Zucchini salad with feta and hazelnuts

  • 4 zucchini
  • ¼ cup dill (roughly chopped)
  • ¼ cup parsley (roughly chopped)
  • 100g feta
  • ¼ cup hazelnuts (roasted and roughly chopped))

Dressing

  • 2 Tbsp olive oil
  • 1 tsp dijon mustard
  • ½ tsp pure maple syrup
  • 1 Tbsp red wine vinegar

Blackened salmon

  • 600g salmon fillet, skin on
  • 2 garlic cloves (crushed)
  • 2 Tbsp butter (melted)
  • 1 Tbsp paprika
  • 2 tsp ground cumin
  • 1 tsp dried oregano
  • 1 tsp sugar
  • Salt and pepper
Method
  1. Start by prepare the salad, shave the zucchinis with a vegetable peeler – start on one side, shave until halfway, then rotate do the sam eon the other side. (You will be left with a small amount of the zucchinis centre we recommend freezing, ready to pop into  smoothies or use in vegetable stock)
  1. In a small bowl combine the dressing ingredients, whisk together to form the salad dressing.
  1. In a large bowl or platter add the shaved zucchini, loosening any strips that are stuck together.

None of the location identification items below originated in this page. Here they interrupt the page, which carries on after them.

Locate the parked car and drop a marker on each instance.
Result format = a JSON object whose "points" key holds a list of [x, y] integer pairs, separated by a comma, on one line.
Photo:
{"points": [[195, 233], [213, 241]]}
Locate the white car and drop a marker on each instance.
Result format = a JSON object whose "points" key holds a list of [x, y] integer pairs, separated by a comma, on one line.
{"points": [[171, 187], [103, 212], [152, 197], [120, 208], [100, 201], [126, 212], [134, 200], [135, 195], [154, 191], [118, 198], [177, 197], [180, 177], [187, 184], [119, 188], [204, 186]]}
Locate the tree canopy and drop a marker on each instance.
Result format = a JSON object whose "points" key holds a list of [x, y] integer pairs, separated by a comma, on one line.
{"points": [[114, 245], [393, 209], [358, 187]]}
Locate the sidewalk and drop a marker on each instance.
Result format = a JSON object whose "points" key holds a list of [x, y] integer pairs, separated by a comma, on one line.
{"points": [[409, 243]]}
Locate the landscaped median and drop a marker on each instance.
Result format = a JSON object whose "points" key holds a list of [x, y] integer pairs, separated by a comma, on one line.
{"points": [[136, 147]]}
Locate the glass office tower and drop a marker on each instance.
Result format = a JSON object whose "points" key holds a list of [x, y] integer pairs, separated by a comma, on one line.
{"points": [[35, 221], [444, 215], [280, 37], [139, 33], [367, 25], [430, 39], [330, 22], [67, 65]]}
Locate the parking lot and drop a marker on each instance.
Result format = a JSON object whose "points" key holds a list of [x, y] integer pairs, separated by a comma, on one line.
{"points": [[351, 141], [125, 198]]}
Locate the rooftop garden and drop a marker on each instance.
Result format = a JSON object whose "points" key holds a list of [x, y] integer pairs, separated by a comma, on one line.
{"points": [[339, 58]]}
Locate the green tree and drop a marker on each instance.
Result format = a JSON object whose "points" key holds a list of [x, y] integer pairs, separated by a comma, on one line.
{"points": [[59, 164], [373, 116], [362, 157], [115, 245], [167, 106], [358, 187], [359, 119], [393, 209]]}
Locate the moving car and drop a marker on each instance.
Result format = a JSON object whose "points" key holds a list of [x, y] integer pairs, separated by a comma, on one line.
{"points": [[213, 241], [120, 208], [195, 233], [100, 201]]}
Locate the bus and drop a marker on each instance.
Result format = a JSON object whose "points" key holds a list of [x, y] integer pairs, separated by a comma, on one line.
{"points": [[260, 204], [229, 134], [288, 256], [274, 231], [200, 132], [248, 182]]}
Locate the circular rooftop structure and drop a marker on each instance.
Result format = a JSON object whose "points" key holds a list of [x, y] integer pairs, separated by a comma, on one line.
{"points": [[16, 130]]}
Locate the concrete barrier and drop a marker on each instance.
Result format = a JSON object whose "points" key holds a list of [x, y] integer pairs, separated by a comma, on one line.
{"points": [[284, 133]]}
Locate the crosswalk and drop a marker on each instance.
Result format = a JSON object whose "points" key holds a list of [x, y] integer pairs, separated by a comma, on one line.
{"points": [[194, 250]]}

Top with the feta, dill, parsley and hazelnuts.
  2. Right before serving, drizzle over the dressing and give the salad a good toss.
  3. To cook the salmon, start by patting the salmon fillets dry. In a small bowl add melted butter and crushed garlic. In another small bowl add the spice rub ingredients; paprika, cumin, dried oregano, sugar, salt and pepper.
  4. Brush or spoon the melted butter over the fillets, then press the spice mixture onto the top of each fillet (on the side without the skin). You can use your fingers to help press the spice onto the fish.
  5. Heat a large pan over medium heat (no need to add oil). Once the pan is hot add the salmon fillets, starting on the spice rubbed side. Cook for 2-3 minutes without disturbing the fillets, before flipping the salmon over. Cook skin side down for a further 5-6 minutes (cooking time will vary depending on the thickness of your fillet).
  6. Squeeze lemon juice over the salmon, serve  flaked over the zucchini salad, or to the side of the salad.
Variations

Vegetables

  • If you’re not a fan of raw zucchini you can grill the zucchini over a griddle pan or BBQ. Cut each zucchini into 4 lengthways, brush with oil and season with salt. Grill for 3 minutes each side or until cooked and perfectly charred. Serve topped herbs, feta, nuts and a squeeze of lemon.

Protein

  • The same blackening method can be applied to white fish and chicken. Note the cooking time will vary.
  • For a vegetarian option, marinate tofu (cut into four slices 1-2cm thick) in soy sauce and garlic for 20 minutes. Remove from the soy and then press the spices onto each side of the tofu (you may need to double the spices mix). Cook for 4-3 minutes each side.

Other

  • Swap parsley and dill for mint.
  • Swap hazelnuts for almonds, pine nuts or pumpkin seeds.